Saturday, October 26, 2013

Totals for The Nine & The Seven -- the previous year too (Part 8 of Supremes vs NY Court of Appeals: Judicial Output [with Charts!])

As before, let's get right to it.

Here are the judicial output totals for the 2 courts:
total majority/deciding opinions for each court,
total separate/non-deciding opinions (concurring + dissenting opinions),
and total opinions of any type (majority/deciding + separate concurring + dissenting).
(click to enlarge)
As shown in chart 1, the 7 Judges of the New York Court of Appeals collectively authored more than half-again the number of majority/deciding opinions as did the 9 Justices of the Supreme Court. (118 vs 74--that's 1.6 times as many, to be a bit more precise.)

And yet, the numbers for all opinions (majority/deciding + separate concurring + dissenting) are much closer. (185 vs 192.)
The reason those totals are so much closer? The Supreme Court Justices collectively wrote considerably more separate/non-deciding opinions (concurrences + dissents). (111 vs 74.)

Stated differently: most of the opinions authored by the 7 New York Judges decided cases before that court.
Most of what the 9 Supreme Court Justices wrote were separate statements in concurring and dissenting opinions.

BUT--you might wonder--was last year just an aberration? (Recall that the data thus far discussed, here and in the previous posts in this series, is for the last complete year: summer break 2012 to summer break 2013.)
Well, glad you asked!

What about the year before?
Here it is, the 2011-2012 year.
Chart 2, with the numbers for 2011-12, looks much the same as chart 1 did for 2012-13.

Yes, there is some difference: the total number of majority/deciding opinions by the New York Judges dwarfs the number by the Supreme Court Justices even more than in 2012-13.

The 7 New York Judges authored (143) more than twice as many majority/deciding opinions as did the 9 Justices (67) in 2011-12.
And, the 7 New York Judges also wrote far more total combined opinions (majority/deciding + concurring + dissenting) than did the 9 Justices. (224 vs 159).

So, if anything, the numbers for the previous year underscore the disparity in judicial output between the 2 courts.

Let's now combine the 2 years.

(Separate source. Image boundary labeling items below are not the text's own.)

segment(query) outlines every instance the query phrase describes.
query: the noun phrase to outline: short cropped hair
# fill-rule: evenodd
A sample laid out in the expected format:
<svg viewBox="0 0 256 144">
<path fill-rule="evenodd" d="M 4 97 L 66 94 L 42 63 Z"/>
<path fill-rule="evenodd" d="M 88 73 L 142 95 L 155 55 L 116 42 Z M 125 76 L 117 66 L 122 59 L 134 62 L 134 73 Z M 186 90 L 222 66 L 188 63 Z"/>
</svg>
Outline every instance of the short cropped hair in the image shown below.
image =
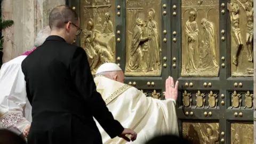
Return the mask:
<svg viewBox="0 0 256 144">
<path fill-rule="evenodd" d="M 44 27 L 37 33 L 36 39 L 35 39 L 35 47 L 37 47 L 42 45 L 50 34 L 51 29 L 50 27 L 46 26 Z"/>
<path fill-rule="evenodd" d="M 49 15 L 49 26 L 52 29 L 64 27 L 68 21 L 77 22 L 78 16 L 76 12 L 67 5 L 60 5 L 52 10 Z"/>
</svg>

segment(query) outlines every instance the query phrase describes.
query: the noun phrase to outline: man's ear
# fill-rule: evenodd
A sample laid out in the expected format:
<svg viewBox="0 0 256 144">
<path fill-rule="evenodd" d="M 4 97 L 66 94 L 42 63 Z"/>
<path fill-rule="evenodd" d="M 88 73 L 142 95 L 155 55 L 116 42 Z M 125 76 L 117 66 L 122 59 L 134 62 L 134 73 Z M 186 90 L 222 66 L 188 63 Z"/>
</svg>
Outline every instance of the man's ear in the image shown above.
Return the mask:
<svg viewBox="0 0 256 144">
<path fill-rule="evenodd" d="M 114 81 L 117 81 L 117 75 L 115 75 L 114 76 Z"/>
<path fill-rule="evenodd" d="M 71 23 L 70 21 L 69 21 L 69 22 L 68 22 L 68 23 L 67 23 L 66 28 L 67 29 L 67 30 L 68 31 L 69 31 L 69 30 L 70 29 L 71 27 L 72 26 L 71 25 L 72 25 L 72 24 L 71 24 Z"/>
</svg>

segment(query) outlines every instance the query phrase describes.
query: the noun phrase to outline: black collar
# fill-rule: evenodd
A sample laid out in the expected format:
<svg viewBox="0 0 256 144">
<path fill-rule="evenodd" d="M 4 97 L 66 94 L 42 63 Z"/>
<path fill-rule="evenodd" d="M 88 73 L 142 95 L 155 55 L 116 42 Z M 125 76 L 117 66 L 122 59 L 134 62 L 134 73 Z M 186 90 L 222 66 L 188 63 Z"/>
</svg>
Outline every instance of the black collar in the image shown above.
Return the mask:
<svg viewBox="0 0 256 144">
<path fill-rule="evenodd" d="M 45 41 L 64 41 L 66 42 L 66 41 L 65 39 L 64 39 L 64 38 L 62 38 L 59 36 L 57 36 L 57 35 L 51 35 L 49 36 L 46 38 L 46 39 L 45 39 Z"/>
</svg>

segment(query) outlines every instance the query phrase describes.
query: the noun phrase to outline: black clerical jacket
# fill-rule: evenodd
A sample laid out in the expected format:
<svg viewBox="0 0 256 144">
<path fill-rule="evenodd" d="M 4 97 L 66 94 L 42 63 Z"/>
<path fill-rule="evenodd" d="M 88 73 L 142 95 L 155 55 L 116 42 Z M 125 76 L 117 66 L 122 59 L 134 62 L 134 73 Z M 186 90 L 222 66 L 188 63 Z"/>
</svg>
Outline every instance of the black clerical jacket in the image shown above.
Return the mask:
<svg viewBox="0 0 256 144">
<path fill-rule="evenodd" d="M 82 48 L 50 36 L 21 66 L 32 106 L 29 144 L 101 143 L 93 117 L 112 138 L 124 130 L 96 91 Z"/>
</svg>

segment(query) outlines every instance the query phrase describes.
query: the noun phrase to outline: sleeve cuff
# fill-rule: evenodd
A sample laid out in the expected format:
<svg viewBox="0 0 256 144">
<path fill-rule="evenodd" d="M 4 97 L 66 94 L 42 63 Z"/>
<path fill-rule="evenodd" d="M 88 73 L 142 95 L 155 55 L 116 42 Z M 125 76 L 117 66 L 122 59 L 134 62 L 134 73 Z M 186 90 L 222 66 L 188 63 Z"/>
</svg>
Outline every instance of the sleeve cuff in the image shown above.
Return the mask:
<svg viewBox="0 0 256 144">
<path fill-rule="evenodd" d="M 173 102 L 173 103 L 174 103 L 174 106 L 176 106 L 176 101 L 174 100 L 174 99 L 166 99 L 166 100 L 171 100 L 171 101 L 172 101 Z"/>
</svg>

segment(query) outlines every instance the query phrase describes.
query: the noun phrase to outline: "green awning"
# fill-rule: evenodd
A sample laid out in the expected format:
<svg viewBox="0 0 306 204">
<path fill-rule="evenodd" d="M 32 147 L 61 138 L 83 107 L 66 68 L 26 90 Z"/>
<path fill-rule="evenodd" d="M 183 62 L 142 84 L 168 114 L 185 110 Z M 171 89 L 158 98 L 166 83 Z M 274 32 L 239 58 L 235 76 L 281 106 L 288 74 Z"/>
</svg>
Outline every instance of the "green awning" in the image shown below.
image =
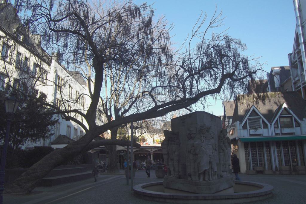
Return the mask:
<svg viewBox="0 0 306 204">
<path fill-rule="evenodd" d="M 261 142 L 263 141 L 283 141 L 285 140 L 306 140 L 306 135 L 298 136 L 278 136 L 272 137 L 239 137 L 243 142 Z"/>
</svg>

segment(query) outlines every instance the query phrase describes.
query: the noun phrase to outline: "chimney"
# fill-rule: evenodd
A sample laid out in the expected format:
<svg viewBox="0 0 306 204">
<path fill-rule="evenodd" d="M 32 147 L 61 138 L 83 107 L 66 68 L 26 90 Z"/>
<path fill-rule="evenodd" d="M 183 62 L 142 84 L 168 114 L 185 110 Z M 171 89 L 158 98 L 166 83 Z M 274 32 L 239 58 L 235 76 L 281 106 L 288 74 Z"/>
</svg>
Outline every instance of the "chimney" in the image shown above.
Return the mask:
<svg viewBox="0 0 306 204">
<path fill-rule="evenodd" d="M 34 44 L 36 46 L 40 46 L 40 42 L 41 40 L 41 36 L 40 35 L 32 35 L 32 37 L 33 40 Z"/>
<path fill-rule="evenodd" d="M 281 70 L 279 68 L 274 68 L 272 72 L 272 74 L 274 76 L 275 88 L 278 90 L 278 88 L 281 86 L 281 81 L 279 78 L 279 74 L 280 73 Z"/>
<path fill-rule="evenodd" d="M 55 60 L 58 62 L 59 62 L 59 54 L 58 53 L 52 53 L 51 55 L 51 59 Z"/>
</svg>

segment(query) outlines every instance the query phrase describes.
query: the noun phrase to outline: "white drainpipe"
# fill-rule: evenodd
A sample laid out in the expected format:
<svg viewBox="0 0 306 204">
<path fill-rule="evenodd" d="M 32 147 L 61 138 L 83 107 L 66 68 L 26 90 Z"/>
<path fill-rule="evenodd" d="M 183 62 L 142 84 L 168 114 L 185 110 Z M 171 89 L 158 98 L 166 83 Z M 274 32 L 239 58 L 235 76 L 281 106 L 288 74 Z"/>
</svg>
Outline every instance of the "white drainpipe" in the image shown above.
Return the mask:
<svg viewBox="0 0 306 204">
<path fill-rule="evenodd" d="M 295 13 L 295 18 L 297 20 L 297 29 L 298 34 L 299 40 L 300 41 L 300 48 L 301 49 L 301 54 L 302 55 L 302 60 L 303 62 L 304 76 L 306 80 L 306 74 L 305 73 L 305 69 L 306 69 L 306 56 L 305 54 L 305 43 L 304 41 L 304 35 L 302 29 L 301 16 L 299 10 L 299 4 L 298 0 L 293 0 L 293 5 L 294 7 L 294 11 Z M 303 90 L 301 91 L 303 93 Z"/>
</svg>

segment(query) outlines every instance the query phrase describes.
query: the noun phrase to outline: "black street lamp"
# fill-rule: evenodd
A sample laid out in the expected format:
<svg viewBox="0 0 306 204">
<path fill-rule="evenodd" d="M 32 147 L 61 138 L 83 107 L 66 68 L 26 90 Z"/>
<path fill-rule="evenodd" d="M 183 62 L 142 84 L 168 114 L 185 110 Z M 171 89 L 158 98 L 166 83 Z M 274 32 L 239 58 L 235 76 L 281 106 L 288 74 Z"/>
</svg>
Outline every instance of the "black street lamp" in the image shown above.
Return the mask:
<svg viewBox="0 0 306 204">
<path fill-rule="evenodd" d="M 14 114 L 16 112 L 19 105 L 19 101 L 16 98 L 15 94 L 12 94 L 9 98 L 4 100 L 5 110 L 6 112 L 7 119 L 6 119 L 6 129 L 4 138 L 4 145 L 2 151 L 1 158 L 1 166 L 0 166 L 0 204 L 3 203 L 3 191 L 4 190 L 4 175 L 5 173 L 5 164 L 6 161 L 6 154 L 7 147 L 9 145 L 9 128 Z"/>
</svg>

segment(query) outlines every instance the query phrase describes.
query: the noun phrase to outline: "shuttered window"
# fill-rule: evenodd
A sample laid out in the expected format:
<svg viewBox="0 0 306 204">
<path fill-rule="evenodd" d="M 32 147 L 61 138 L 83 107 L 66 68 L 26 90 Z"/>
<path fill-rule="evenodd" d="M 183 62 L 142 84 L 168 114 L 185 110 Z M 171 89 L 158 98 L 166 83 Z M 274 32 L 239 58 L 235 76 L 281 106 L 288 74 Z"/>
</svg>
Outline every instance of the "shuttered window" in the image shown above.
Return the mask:
<svg viewBox="0 0 306 204">
<path fill-rule="evenodd" d="M 261 123 L 260 118 L 249 118 L 248 119 L 249 129 L 261 129 Z"/>
</svg>

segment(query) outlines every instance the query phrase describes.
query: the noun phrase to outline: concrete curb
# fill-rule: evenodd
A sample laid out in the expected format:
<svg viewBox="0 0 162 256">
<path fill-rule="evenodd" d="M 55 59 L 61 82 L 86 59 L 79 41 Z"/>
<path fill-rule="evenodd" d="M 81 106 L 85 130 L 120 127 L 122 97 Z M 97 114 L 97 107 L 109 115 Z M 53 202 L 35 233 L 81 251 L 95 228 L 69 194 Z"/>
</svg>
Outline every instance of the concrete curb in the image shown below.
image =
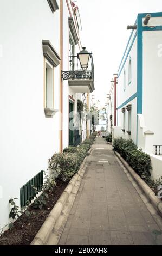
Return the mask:
<svg viewBox="0 0 162 256">
<path fill-rule="evenodd" d="M 89 151 L 90 150 L 91 152 L 92 150 L 92 149 L 90 148 Z M 69 198 L 71 197 L 71 196 L 73 196 L 72 195 L 72 192 L 73 190 L 76 188 L 75 185 L 76 184 L 77 184 L 77 181 L 79 182 L 80 186 L 80 182 L 82 180 L 82 178 L 86 170 L 86 168 L 85 168 L 85 166 L 86 162 L 86 160 L 87 157 L 85 157 L 84 161 L 83 161 L 82 163 L 80 166 L 78 173 L 76 173 L 69 181 L 68 185 L 64 190 L 60 198 L 58 199 L 57 203 L 54 206 L 51 211 L 49 214 L 45 222 L 44 222 L 41 228 L 36 234 L 36 236 L 31 242 L 30 245 L 45 245 L 48 242 L 49 237 L 53 233 L 53 230 L 54 227 L 57 225 L 57 224 L 58 225 L 57 222 L 58 220 L 59 220 L 60 217 L 61 217 L 61 215 L 62 214 L 62 210 L 63 210 L 64 206 L 66 205 L 67 203 L 69 202 L 70 203 Z M 76 185 L 79 188 L 79 184 L 76 184 Z M 74 200 L 75 199 L 75 196 L 74 198 Z M 56 237 L 58 237 L 58 239 L 56 239 L 57 241 L 59 239 L 59 234 L 55 234 L 55 236 L 56 236 Z M 54 241 L 56 239 L 54 239 Z"/>
<path fill-rule="evenodd" d="M 135 173 L 133 169 L 131 167 L 131 166 L 120 156 L 120 155 L 118 153 L 118 152 L 114 151 L 114 153 L 129 173 L 131 173 L 133 179 L 137 181 L 140 188 L 144 191 L 146 197 L 148 198 L 148 200 L 151 202 L 155 209 L 160 214 L 160 216 L 162 216 L 162 201 L 155 195 L 155 193 L 151 188 L 150 188 L 146 183 L 145 182 L 145 181 Z M 133 185 L 133 180 L 132 179 L 132 178 L 129 176 L 128 178 Z M 134 185 L 135 185 L 135 184 Z"/>
</svg>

Here are the totals for 2011-12 + 2012-13.
Nothing new. Only re-emphasizes the greater judicial output of the New York court as compared to the Supreme Court.

Finally, let's conclude with what should now be obvious from all that's gone before in this series. Actually, just recapping the foregoing in different terms.
Namely, the contrast between the Supreme Court and the New York Court of Appeals in the number of appeals actually decided each year.
Take a look.

In short, the Supreme Court decides far fewer appeals than does the New York Court of Appeals.

Considering only "full appellate decisions"--i.e., those appeals decided with a full opinion signed by one of the Justices or Judges--the New York court decides almost twice as many cases a year as does the Supreme Court.
[BTW, the contrast would be even greater if the more summary decisions--i.e., those appeals decided with an unsigned memorandum or per curiam opinion--were included. The New York Court decides far more of those as well.]

As shown in chart 4, the 7 New York Judges rendered many more full appellate decisions than did the 9 Supreme Court Justices in each of the past 2 years.
And the averages: 131 for the 7 Judges of the New York Court of Appeals, and 71 for the 9 Justices of the Supreme Court.

To be sure, as stated a number of times throughout this series, there are lots of  "buts" and "ifs" and "yets" and other attempts at explanation that could be offered for the sharp disparity in the judicial outputs of the 2 courts.
What has been presented in this series of posts has only been the data, the facts. And, regardless of anything else, those facts are simply hard to dismiss.

[Disclosure: from what I have studied and observed over the years, I do believe that the New York Court of Appeals is one of the hardest working, efficient, and productive high courts in the nation. I would not rank the Supreme Court as highly under those criteria.]